= John Hill (conductor) =

Australian organist, and choirmaster

John Thomas Hill KS RAM (c. 1843 – ) was a church organist, choirmaster and orchestra conductor in Australia. He is remembered for his brief marriage to the prima donna Ilma de Murska.

== History ==
Hill entered the Royal Academy of Music in 1857 and was elected King's Scholar in 1860 and was subsequently appointed to Her Majesty's private band. He also served as pianist and organist of the Royal Italian Opera at Covent Garden. He was organist of St Patrick's pro-Cathedral and assistant organist of St George's Cathedral, Southwark.

He emigrated to Australia, arriving in Sydney around 1 January 1865, and advertised his availability as a finishing tutor. His first concert was on 13 March 1865 at the Australian Library, Bent Street, Sydney, which was a resounding success despite the absence of the violinist John Hall. (Note: Some contemporary press reports confuse Hill with John Hall, whose full name was John Thomson Hall, a virtuoso violinist contracted to the Lyster Opera Troupe as orchestra leader and accompanist for Ilma de Murska's Australian tour, and was professionally associated with Anderson, to whom she was briefly married.)

He played duets on violin and harmonium in a Soirée Musicale in July 1866."Soirée Musicale" (1866)
As a "gentleman amateur", he played in duets with G. F. Beaumont, also on harmonium, in grand concert March 1867, and played violin in duet with Alfred Anderson's piano in October 1869.

William J. Cordner died in 1870, and Hill was appointed organist and choirmaster of St Mary's pro-Cathedral in his place. He felt the need for a better instrument than the "poor harmonium" he inherited, a legacy of the (twice) destruction of the cathedral; also the lack of discipline in the choir. Accordingly, he drew up a set of rules for the choristers and approached the Church for funds for an instrument, with which the Catholic press concurred.
Hill organised a great concert on 16 May 1871 in aid of the St Mary's organ fund at the Freemasons' Hall, at which he and the choir performed Rossini's Stabat Mater to excellent reviews.
He organised another on 12 June, which was poorly attended and failed to impress the critics. The Catholic press made no mention of this concert, and no further mention of St Mary's choir, Hill or the organ fund.

Hill was involved in a benefit to the widowed Mrs Cordner in 1870, giving him an opportunity to display his mastery of the pianoforte in a most difficult piece. Mrs Cordner was herself a contralto of the highest calibre.
He was a successful music teacher — John A. Delany was a student. Delany, who had also studied under Cordner, succeeded Hill as organist of St Mary's pro-Cathedral in 1872 or earlier.
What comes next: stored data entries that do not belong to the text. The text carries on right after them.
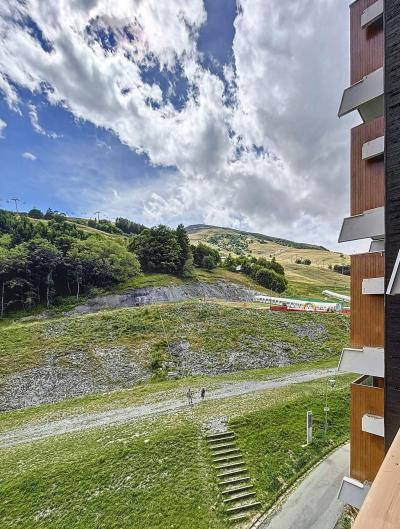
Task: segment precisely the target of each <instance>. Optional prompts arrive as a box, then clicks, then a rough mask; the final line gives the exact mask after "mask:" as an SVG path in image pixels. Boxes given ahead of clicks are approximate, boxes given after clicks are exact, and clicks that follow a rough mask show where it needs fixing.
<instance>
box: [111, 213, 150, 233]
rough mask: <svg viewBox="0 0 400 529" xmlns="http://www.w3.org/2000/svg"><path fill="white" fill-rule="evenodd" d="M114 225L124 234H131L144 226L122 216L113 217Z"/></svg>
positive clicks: (136, 222)
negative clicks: (124, 217)
mask: <svg viewBox="0 0 400 529" xmlns="http://www.w3.org/2000/svg"><path fill="white" fill-rule="evenodd" d="M115 226H116V227H117V228H119V229H120V230H121V231H122V232H123V233H125V234H126V235H133V234H136V235H137V234H138V233H140V232H142V231H143V230H144V229H145V228H146V226H143V224H138V223H137V222H132V221H131V220H129V219H124V218H123V217H117V218H116V219H115Z"/></svg>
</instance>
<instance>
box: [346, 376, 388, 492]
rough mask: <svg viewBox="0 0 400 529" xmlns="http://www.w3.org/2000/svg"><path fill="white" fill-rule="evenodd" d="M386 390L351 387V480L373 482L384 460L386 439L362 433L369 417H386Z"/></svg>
mask: <svg viewBox="0 0 400 529" xmlns="http://www.w3.org/2000/svg"><path fill="white" fill-rule="evenodd" d="M383 412H384V390H383V389H381V388H377V387H370V386H363V385H360V384H357V383H353V384H352V385H351V434H350V476H351V477H352V478H354V479H358V480H359V481H361V482H363V481H373V479H374V478H375V476H376V474H377V473H378V470H379V467H380V466H381V464H382V462H383V459H384V456H385V448H384V444H385V443H384V439H383V437H379V436H378V435H372V434H369V433H366V432H363V431H362V429H361V426H362V417H363V415H365V414H366V413H369V414H371V415H379V416H381V417H382V416H383Z"/></svg>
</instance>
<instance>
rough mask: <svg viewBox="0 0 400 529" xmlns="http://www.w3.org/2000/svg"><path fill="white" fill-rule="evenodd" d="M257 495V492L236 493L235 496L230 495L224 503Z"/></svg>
mask: <svg viewBox="0 0 400 529" xmlns="http://www.w3.org/2000/svg"><path fill="white" fill-rule="evenodd" d="M255 495H256V493H255V492H243V493H242V494H236V495H235V496H230V497H229V498H226V499H225V500H224V503H232V502H234V501H243V500H247V499H248V498H252V497H254V496H255Z"/></svg>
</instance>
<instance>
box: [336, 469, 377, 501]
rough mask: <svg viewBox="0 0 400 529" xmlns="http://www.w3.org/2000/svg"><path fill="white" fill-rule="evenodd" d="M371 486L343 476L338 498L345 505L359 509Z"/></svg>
mask: <svg viewBox="0 0 400 529" xmlns="http://www.w3.org/2000/svg"><path fill="white" fill-rule="evenodd" d="M370 488H371V487H370V486H369V485H366V484H364V483H361V481H357V480H356V479H353V478H348V477H347V476H345V477H344V478H343V481H342V484H341V486H340V490H339V494H338V498H339V500H341V501H342V502H343V503H345V504H346V505H351V506H352V507H354V508H356V509H360V508H361V506H362V504H363V503H364V500H365V498H366V496H367V494H368V492H369V489H370Z"/></svg>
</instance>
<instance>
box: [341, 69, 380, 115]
mask: <svg viewBox="0 0 400 529" xmlns="http://www.w3.org/2000/svg"><path fill="white" fill-rule="evenodd" d="M383 93H384V82H383V68H378V70H375V71H374V72H372V73H370V74H368V75H366V76H365V77H364V78H363V79H361V81H358V83H355V84H353V85H352V86H350V87H349V88H346V90H345V91H344V92H343V97H342V102H341V104H340V108H339V113H338V115H339V117H340V118H341V117H342V116H345V115H346V114H348V113H349V112H353V111H354V110H358V111H359V113H360V115H361V117H362V119H363V121H370V120H372V119H375V118H377V117H378V116H382V115H383Z"/></svg>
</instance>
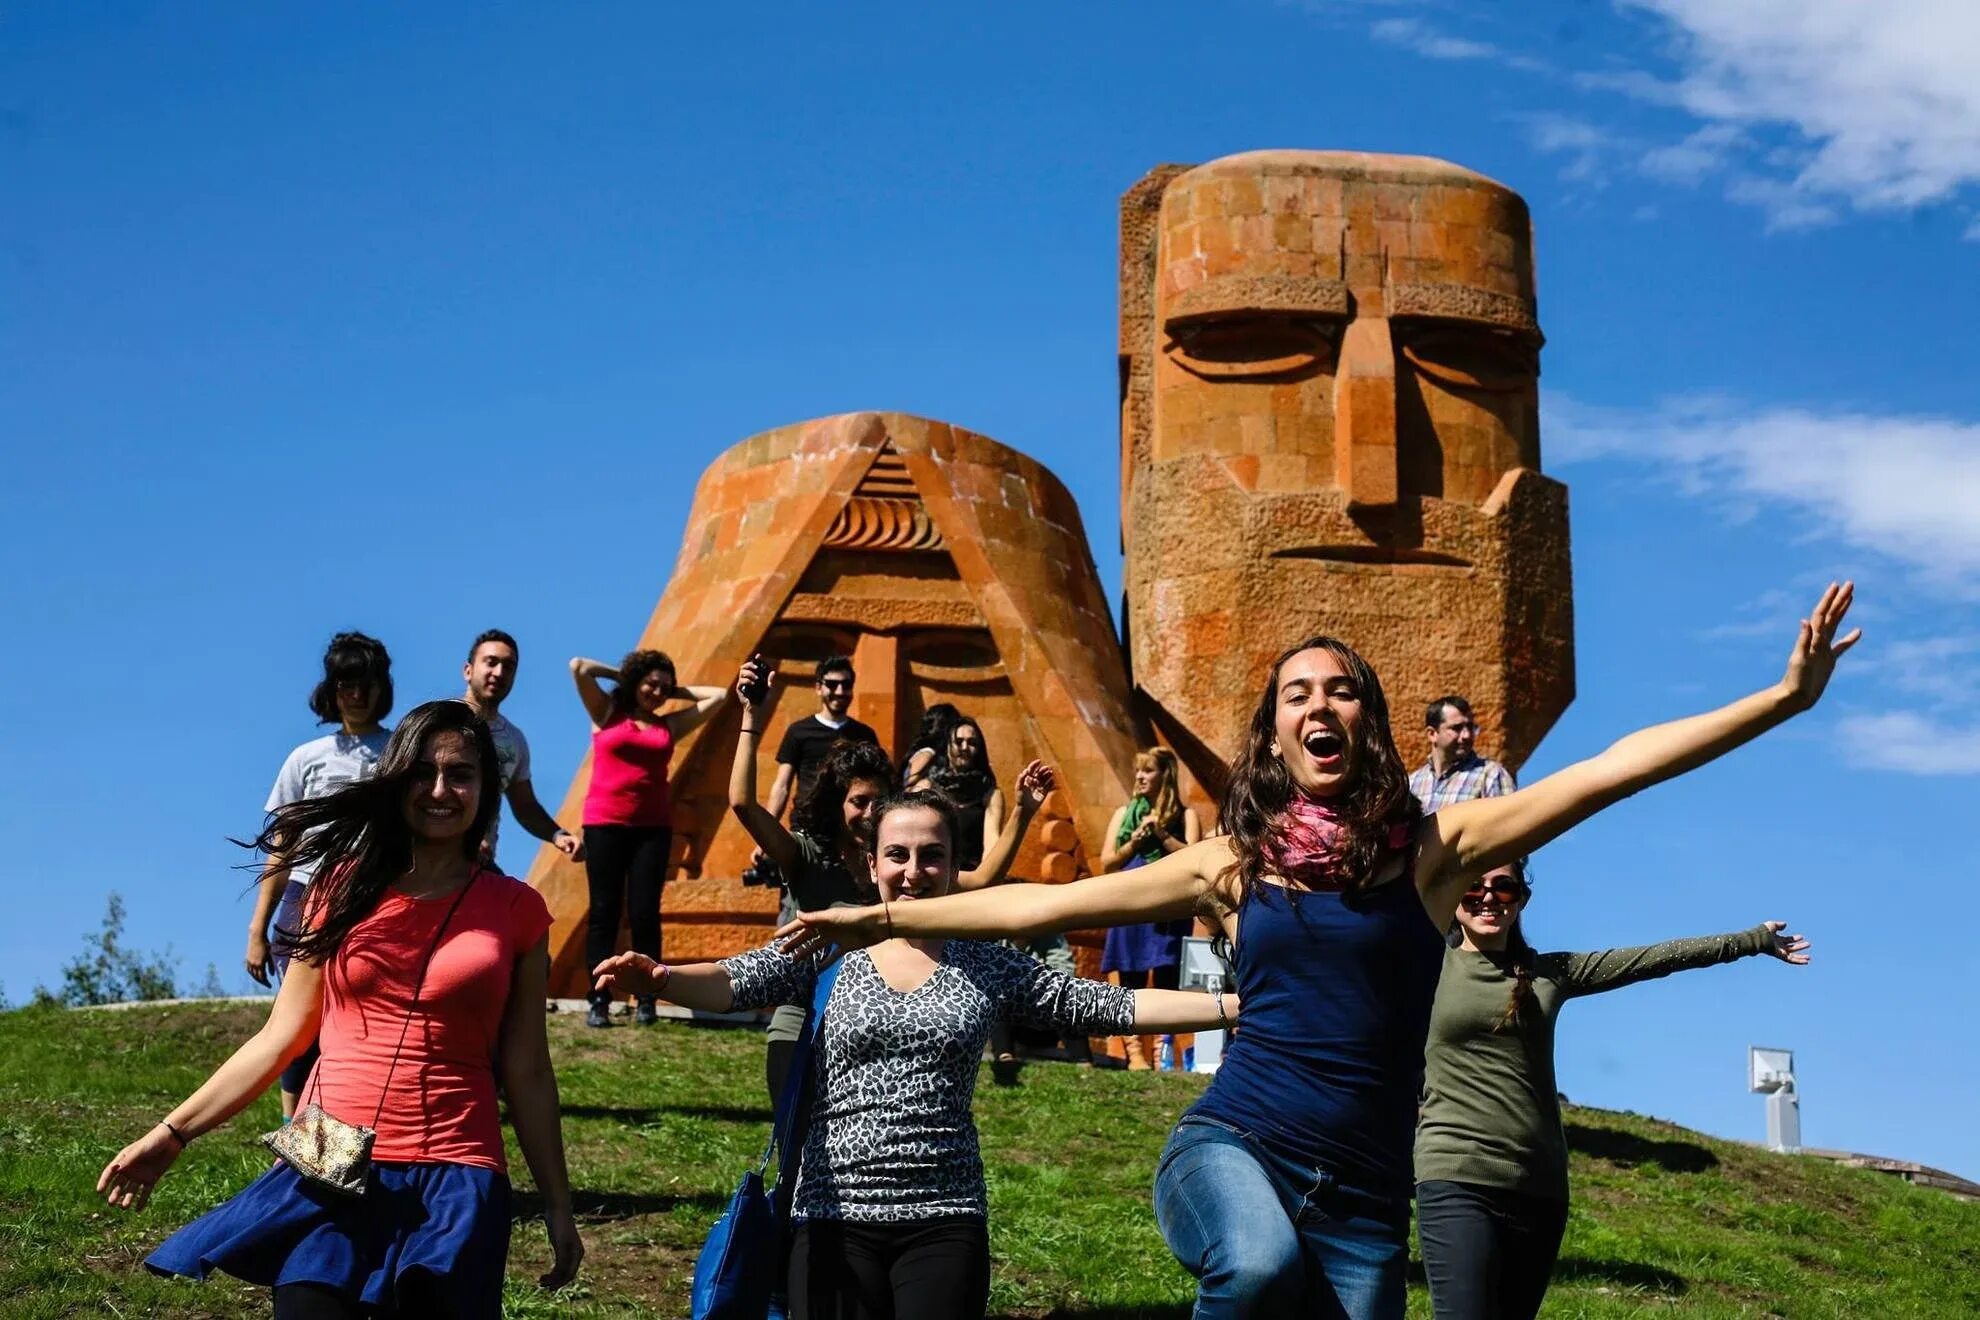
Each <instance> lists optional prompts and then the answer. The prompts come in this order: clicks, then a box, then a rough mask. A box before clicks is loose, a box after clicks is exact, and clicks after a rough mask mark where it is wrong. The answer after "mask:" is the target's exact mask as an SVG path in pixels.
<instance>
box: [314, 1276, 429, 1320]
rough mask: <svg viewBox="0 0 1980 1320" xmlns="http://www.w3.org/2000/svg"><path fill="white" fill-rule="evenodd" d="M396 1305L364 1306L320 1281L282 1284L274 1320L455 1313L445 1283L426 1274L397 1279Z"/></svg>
mask: <svg viewBox="0 0 1980 1320" xmlns="http://www.w3.org/2000/svg"><path fill="white" fill-rule="evenodd" d="M396 1286H398V1304H396V1306H366V1304H364V1302H354V1300H350V1298H347V1296H345V1294H343V1292H339V1290H337V1288H331V1286H329V1284H321V1282H285V1284H277V1286H275V1320H374V1318H378V1316H420V1320H426V1318H428V1316H434V1318H446V1316H453V1314H457V1312H455V1310H453V1300H451V1298H449V1296H447V1284H446V1282H444V1280H440V1278H436V1276H434V1274H428V1273H426V1271H406V1273H404V1274H400V1276H398V1284H396Z"/></svg>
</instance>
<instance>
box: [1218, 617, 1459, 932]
mask: <svg viewBox="0 0 1980 1320" xmlns="http://www.w3.org/2000/svg"><path fill="white" fill-rule="evenodd" d="M1301 651H1327V653H1329V655H1333V657H1335V659H1337V661H1340V667H1342V669H1344V671H1346V673H1348V677H1350V679H1352V681H1354V687H1356V691H1358V693H1360V708H1362V716H1360V722H1358V724H1356V728H1354V748H1352V758H1350V762H1348V764H1350V766H1352V778H1350V780H1348V784H1346V786H1344V790H1342V794H1340V796H1338V798H1335V800H1333V807H1335V811H1337V813H1338V817H1340V845H1338V849H1337V853H1335V869H1337V873H1338V877H1340V887H1342V891H1344V895H1346V898H1348V900H1356V898H1360V896H1362V895H1364V893H1366V891H1368V887H1370V885H1372V883H1374V877H1376V871H1378V869H1380V865H1382V859H1384V857H1386V855H1388V851H1390V835H1392V833H1394V831H1396V827H1398V825H1400V827H1402V829H1406V831H1414V829H1416V821H1418V819H1420V817H1422V813H1424V809H1422V805H1420V803H1418V801H1416V796H1414V794H1412V792H1410V772H1408V770H1406V768H1404V764H1402V754H1400V752H1396V738H1394V734H1392V732H1390V728H1388V697H1384V695H1382V679H1378V677H1376V673H1374V669H1372V667H1370V665H1368V661H1364V659H1362V657H1360V653H1356V651H1354V647H1350V645H1348V643H1344V641H1340V639H1338V637H1307V639H1305V641H1301V643H1299V645H1297V647H1289V649H1287V651H1283V653H1281V655H1279V659H1275V661H1273V663H1271V671H1269V673H1267V675H1265V691H1263V695H1259V701H1257V708H1255V710H1253V712H1251V728H1249V732H1247V734H1245V748H1243V752H1241V754H1239V756H1238V764H1236V766H1234V768H1232V778H1230V788H1226V790H1224V811H1222V819H1224V829H1226V833H1230V839H1232V851H1234V853H1236V861H1234V863H1232V869H1234V871H1236V873H1238V885H1239V891H1241V893H1243V895H1245V896H1249V895H1251V893H1253V891H1255V887H1257V885H1261V883H1263V877H1265V873H1267V871H1269V869H1271V863H1269V861H1267V845H1269V843H1271V839H1273V835H1275V833H1277V831H1279V827H1281V817H1283V815H1285V809H1287V807H1289V805H1291V801H1293V794H1295V792H1297V790H1295V788H1293V774H1291V772H1289V770H1287V768H1285V762H1283V760H1281V758H1279V756H1273V752H1271V744H1273V740H1275V738H1277V714H1279V671H1281V669H1283V667H1285V661H1289V659H1293V657H1295V655H1299V653H1301Z"/></svg>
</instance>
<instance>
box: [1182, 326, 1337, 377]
mask: <svg viewBox="0 0 1980 1320" xmlns="http://www.w3.org/2000/svg"><path fill="white" fill-rule="evenodd" d="M1338 332H1340V323H1338V321H1327V319H1319V317H1275V315H1251V317H1230V319H1214V321H1190V323H1182V325H1174V323H1172V325H1170V327H1168V342H1166V344H1164V346H1162V350H1164V352H1166V354H1168V356H1170V360H1172V362H1176V366H1180V368H1184V370H1188V372H1194V374H1198V376H1208V378H1220V380H1228V378H1245V376H1289V374H1295V372H1309V370H1315V368H1325V366H1331V364H1333V360H1335V350H1337V338H1338Z"/></svg>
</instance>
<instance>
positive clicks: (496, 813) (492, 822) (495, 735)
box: [487, 714, 529, 857]
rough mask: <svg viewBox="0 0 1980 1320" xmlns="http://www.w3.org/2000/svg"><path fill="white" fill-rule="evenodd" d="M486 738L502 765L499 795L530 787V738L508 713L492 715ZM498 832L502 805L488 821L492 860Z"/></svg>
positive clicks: (498, 832) (489, 841)
mask: <svg viewBox="0 0 1980 1320" xmlns="http://www.w3.org/2000/svg"><path fill="white" fill-rule="evenodd" d="M487 724H489V736H491V738H495V762H497V764H499V766H501V792H505V794H507V792H509V786H511V784H529V738H525V736H523V730H521V728H517V726H515V724H511V722H509V716H507V714H491V716H489V720H487ZM499 833H501V805H497V807H495V815H493V817H491V819H489V857H495V835H499Z"/></svg>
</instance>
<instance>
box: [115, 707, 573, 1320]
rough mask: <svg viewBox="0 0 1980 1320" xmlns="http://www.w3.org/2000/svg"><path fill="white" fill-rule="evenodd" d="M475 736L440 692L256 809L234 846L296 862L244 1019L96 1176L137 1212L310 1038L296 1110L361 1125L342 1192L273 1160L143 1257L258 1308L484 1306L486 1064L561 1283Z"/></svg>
mask: <svg viewBox="0 0 1980 1320" xmlns="http://www.w3.org/2000/svg"><path fill="white" fill-rule="evenodd" d="M497 782H499V768H497V760H495V742H493V740H491V738H489V730H487V724H483V722H481V718H479V716H475V712H473V710H471V708H469V707H467V705H463V703H459V701H434V703H428V705H424V707H420V708H418V710H414V712H412V714H408V716H406V718H404V722H402V724H400V726H398V732H394V734H392V740H390V742H388V744H386V748H384V754H382V758H380V762H378V772H376V776H374V778H370V780H364V782H358V784H350V786H347V788H343V790H339V792H335V794H331V796H327V798H313V800H307V801H297V803H291V805H287V807H281V809H279V811H275V815H273V819H271V821H269V827H267V829H265V831H263V833H261V837H259V839H255V845H257V847H261V849H267V851H271V853H283V855H287V857H291V859H303V861H307V863H315V865H317V875H319V879H317V881H315V885H311V896H309V904H307V906H305V910H303V920H301V924H303V928H301V930H293V932H291V930H283V932H279V934H281V938H283V940H285V942H287V944H289V946H291V962H289V976H287V978H285V980H283V984H281V991H279V993H277V995H275V1007H273V1011H271V1013H269V1019H267V1025H263V1027H261V1031H259V1033H255V1035H253V1039H249V1041H247V1043H246V1045H242V1047H240V1049H238V1051H234V1057H232V1059H228V1061H226V1063H224V1065H220V1069H218V1071H216V1073H214V1075H212V1077H210V1079H206V1084H204V1086H200V1088H198V1090H196V1092H192V1096H190V1098H188V1100H184V1102H182V1104H178V1106H176V1108H174V1110H172V1112H170V1114H166V1116H164V1118H162V1120H160V1122H158V1124H156V1126H154V1128H152V1130H150V1132H147V1134H145V1136H141V1138H139V1140H137V1142H133V1144H129V1146H125V1148H123V1150H121V1152H119V1154H117V1158H115V1160H111V1162H109V1166H105V1170H103V1176H101V1178H99V1179H97V1191H101V1193H105V1197H107V1199H109V1201H111V1205H125V1207H137V1209H141V1207H143V1205H145V1203H147V1201H148V1199H150V1189H152V1185H154V1183H156V1181H158V1178H162V1176H164V1172H166V1170H168V1168H170V1166H172V1162H174V1160H176V1158H178V1152H182V1150H184V1148H186V1144H188V1142H192V1140H194V1138H198V1136H200V1134H204V1132H210V1130H214V1128H218V1126H220V1124H222V1122H226V1120H228V1118H232V1116H234V1114H238V1112H240V1110H244V1108H246V1106H247V1104H249V1102H251V1100H253V1098H255V1096H257V1094H261V1092H263V1090H265V1088H267V1084H269V1083H271V1081H273V1079H275V1075H277V1073H281V1069H283V1067H285V1065H287V1063H289V1061H291V1059H295V1057H297V1055H301V1053H303V1049H307V1047H309V1043H311V1039H317V1037H319V1035H321V1041H319V1047H321V1059H319V1061H317V1067H315V1071H313V1073H311V1077H309V1081H307V1083H305V1086H303V1104H305V1110H303V1112H305V1114H307V1106H309V1104H317V1106H321V1108H323V1110H325V1112H327V1114H333V1116H335V1118H339V1120H343V1122H347V1124H366V1126H372V1128H376V1142H374V1146H372V1162H370V1178H368V1183H366V1189H364V1195H345V1193H339V1191H329V1189H325V1187H321V1185H319V1183H311V1181H305V1179H303V1178H301V1176H299V1174H297V1172H295V1170H293V1168H289V1166H287V1164H277V1166H275V1168H271V1170H269V1172H267V1174H263V1176H261V1178H257V1179H255V1181H253V1183H249V1185H247V1189H246V1191H242V1193H240V1195H236V1197H234V1199H232V1201H228V1203H226V1205H222V1207H220V1209H214V1211H210V1213H208V1215H202V1217H200V1219H196V1221H192V1223H190V1225H186V1227H184V1229H180V1231H178V1233H174V1235H172V1237H168V1239H166V1241H164V1243H162V1245H160V1247H158V1249H156V1251H154V1253H152V1255H150V1257H148V1259H147V1261H145V1265H147V1267H148V1269H152V1271H156V1273H160V1274H190V1276H194V1278H204V1276H206V1274H208V1273H210V1271H214V1269H222V1271H226V1273H230V1274H236V1276H238V1278H246V1280H249V1282H259V1284H269V1286H271V1288H273V1294H275V1296H273V1300H275V1316H277V1318H291V1316H293V1318H301V1316H378V1314H386V1316H396V1314H416V1316H497V1314H501V1288H503V1273H505V1265H507V1255H509V1215H511V1209H509V1178H507V1162H505V1158H503V1142H501V1112H499V1108H497V1100H495V1081H497V1079H495V1069H497V1061H499V1067H501V1086H503V1090H505V1092H507V1098H509V1118H511V1122H513V1126H515V1136H517V1144H521V1148H523V1158H525V1160H527V1162H529V1172H531V1176H533V1178H535V1181H537V1189H539V1191H541V1193H543V1199H545V1221H546V1225H548V1233H550V1249H552V1253H554V1259H556V1261H554V1267H552V1269H550V1273H548V1274H545V1276H543V1284H545V1286H562V1284H564V1282H568V1280H570V1278H572V1276H574V1274H576V1269H578V1261H580V1259H582V1255H584V1245H582V1243H580V1241H578V1229H576V1221H574V1219H572V1213H570V1179H568V1174H566V1172H564V1138H562V1128H560V1122H558V1102H556V1075H554V1073H552V1071H550V1049H548V1041H546V1039H545V1025H543V1001H545V984H546V980H548V952H546V936H548V930H550V912H548V908H546V906H545V902H543V896H541V895H537V891H533V889H531V887H527V885H523V883H521V881H515V879H509V877H505V875H497V873H495V871H493V869H487V867H481V865H479V861H477V857H479V851H481V839H483V835H485V833H487V827H489V819H491V817H493V815H495V809H497V807H499V803H501V794H499V792H497V790H495V786H497Z"/></svg>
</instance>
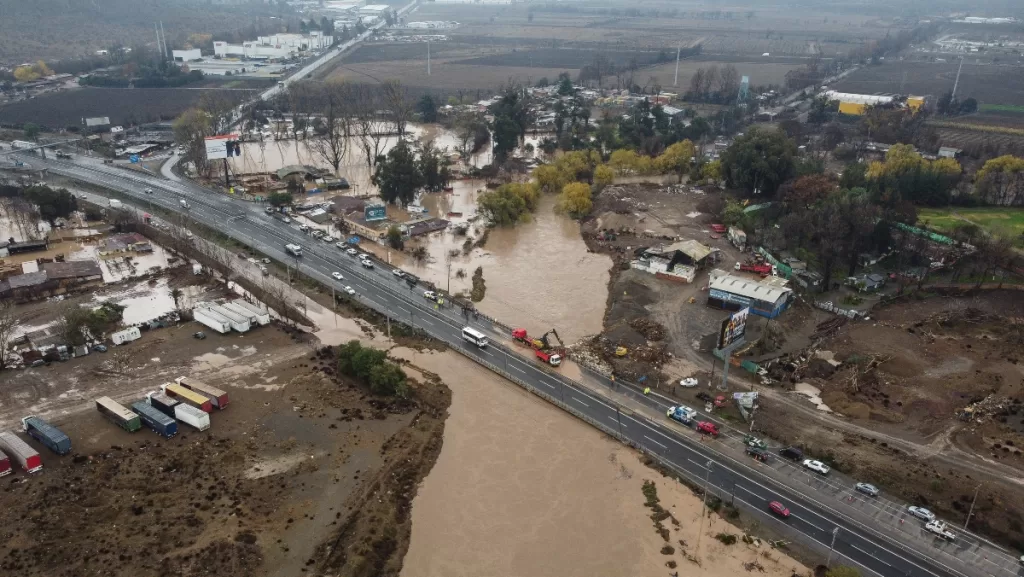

On 29 December 1875 Ilma de Murska married Hill's friend, the pianist Alfred Anderson. Anderson died 22 March 1876, and within two months, on 15 May 1876, while on tour in Dunedin, New Zealand, Murska married again, to Hill. who went by the name Strauss Illa for this tour, and on her Hobart concert on return to Australia from New Zealand.

When Murska left for America in October 1876 Hill did not follow. This reference is ambiguous as to whether he remained in Australia or New Zealand. Another asserts that (in 1900) Hill was living in America.

In 1881 he was, as John Hillier, conductor at Strand Theatre, London.
He produced Manola in 1882
In 1883 he was musical director of Avenue Theatre, London.

De Murska died on 14 January 1889. That same year Hill and Dan Godfrey, jun. founded the London Military Band; he left for America in 1890, leaving Godfrey as manager.

Further details, including place and date of his death have not yet been found.